Exploratory data analysis and application of statistical inference on the MovieLens-Dataset. Statistical inference has been applied through two distinct approachs: by means of hypothesis testing and by means of confidence intervals generated using bootstrap.
This dataset (ml-latest-small) describes 5-star rating and free-text tagging activity from MovieLens, a movie recommendation service. It contains 100004 ratings and 1296 tag applications across 9125 movies. These data were created by 671 users between January 09, 1995 and October 16, 2016. This dataset was generated on October 17, 2016. Users were selected at random for inclusion. All selected users had rated at least 20 movies. No demographic information is included. Each user is represented by an id, and no other information is provided.

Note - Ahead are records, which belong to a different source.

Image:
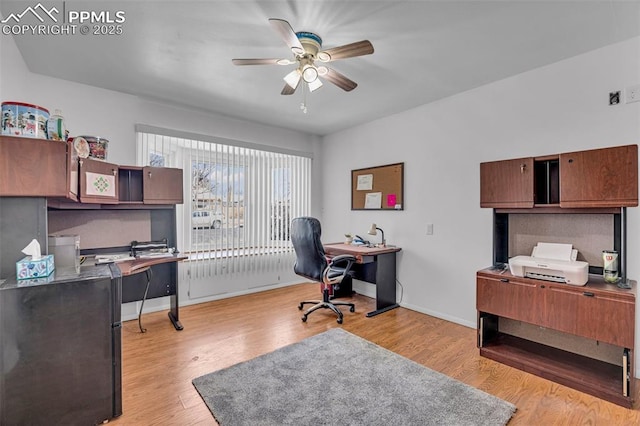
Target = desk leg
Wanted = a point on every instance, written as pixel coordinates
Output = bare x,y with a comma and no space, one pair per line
173,312
385,284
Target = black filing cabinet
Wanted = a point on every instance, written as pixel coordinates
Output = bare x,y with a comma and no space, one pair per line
60,340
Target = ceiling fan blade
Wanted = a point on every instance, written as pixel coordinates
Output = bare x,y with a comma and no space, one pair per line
288,35
340,80
265,61
288,90
351,50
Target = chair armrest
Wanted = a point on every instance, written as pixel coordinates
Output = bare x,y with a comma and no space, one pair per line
337,269
341,258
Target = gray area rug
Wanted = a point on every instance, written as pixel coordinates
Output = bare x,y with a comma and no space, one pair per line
337,378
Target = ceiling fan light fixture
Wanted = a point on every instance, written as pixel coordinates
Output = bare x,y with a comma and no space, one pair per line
314,85
293,79
309,73
324,56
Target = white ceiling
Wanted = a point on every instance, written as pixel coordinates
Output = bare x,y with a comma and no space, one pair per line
181,51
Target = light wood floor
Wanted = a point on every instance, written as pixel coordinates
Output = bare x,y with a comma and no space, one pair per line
158,366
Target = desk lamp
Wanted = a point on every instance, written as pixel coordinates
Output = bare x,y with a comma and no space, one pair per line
373,231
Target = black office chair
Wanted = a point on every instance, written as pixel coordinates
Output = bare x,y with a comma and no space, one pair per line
312,263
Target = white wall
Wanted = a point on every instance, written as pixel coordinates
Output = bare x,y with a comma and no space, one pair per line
93,111
557,108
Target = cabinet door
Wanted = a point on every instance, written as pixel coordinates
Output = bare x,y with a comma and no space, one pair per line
605,317
513,299
162,185
606,177
33,167
98,182
507,183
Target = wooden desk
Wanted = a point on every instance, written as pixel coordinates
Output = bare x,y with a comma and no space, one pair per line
132,267
375,265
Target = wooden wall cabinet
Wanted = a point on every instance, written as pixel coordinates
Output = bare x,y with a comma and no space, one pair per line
507,183
150,185
600,178
598,311
162,185
43,168
606,177
98,181
34,168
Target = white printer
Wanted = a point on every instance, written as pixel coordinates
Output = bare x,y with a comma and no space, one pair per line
551,262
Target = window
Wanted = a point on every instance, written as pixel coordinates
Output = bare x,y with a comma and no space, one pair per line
239,200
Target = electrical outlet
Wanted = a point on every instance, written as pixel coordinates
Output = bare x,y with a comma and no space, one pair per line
429,228
632,94
614,98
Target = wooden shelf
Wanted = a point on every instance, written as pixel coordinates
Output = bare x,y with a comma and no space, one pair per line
588,375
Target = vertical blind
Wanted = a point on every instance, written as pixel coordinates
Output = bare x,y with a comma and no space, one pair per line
238,204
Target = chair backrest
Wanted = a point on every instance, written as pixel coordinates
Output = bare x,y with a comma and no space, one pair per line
310,258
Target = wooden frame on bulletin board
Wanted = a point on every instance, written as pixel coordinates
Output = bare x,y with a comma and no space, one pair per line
378,188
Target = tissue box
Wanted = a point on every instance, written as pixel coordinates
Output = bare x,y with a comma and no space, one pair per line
28,268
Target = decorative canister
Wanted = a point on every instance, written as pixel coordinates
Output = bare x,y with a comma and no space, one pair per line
610,266
97,147
27,120
56,129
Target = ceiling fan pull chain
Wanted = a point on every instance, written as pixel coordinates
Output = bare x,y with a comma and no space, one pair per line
303,105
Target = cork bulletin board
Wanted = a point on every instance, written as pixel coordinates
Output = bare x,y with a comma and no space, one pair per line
378,188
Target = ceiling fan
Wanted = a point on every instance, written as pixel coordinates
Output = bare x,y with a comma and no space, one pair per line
307,49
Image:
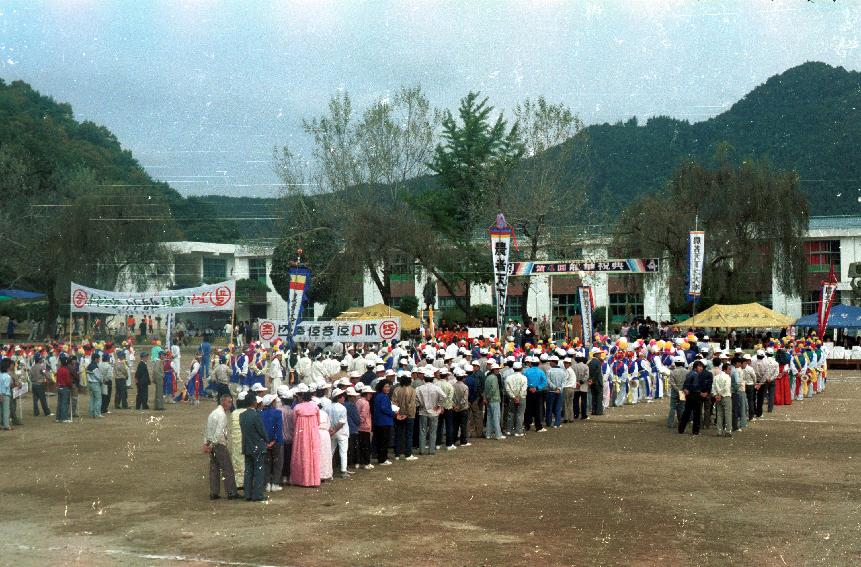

The final dataset used in the notebooks of this repository has the following attributes:
-
Make
: Make of the car; -
movieId
: The id of the movie -
title
: The title of the movie -
median_rating
: The median rating of the movie -
well_rated
: Whether the movie has more a median rating above 3.5 stars -
genres
: The genres of the movie, list divide by '|' -
year
: The year of the movie -
num_genres
: Number of genres the movie has been classified in -
homogeneous
: Whethe the movie has only one genre -
userId
: The id of the user -
rating
: The rating give by the user -
timestamp
: The timestamp of the rating made by the user -
xx_century
: Whether the movie is from the XX century, otherwise it's from the XXI century
The notebooks inside this project have the following dependecies:
- here
- boot
- coin
- resample
- tidyverse
The R notebooks reside in the notebooks directory, and ideally should be run under the Rstudio IDE.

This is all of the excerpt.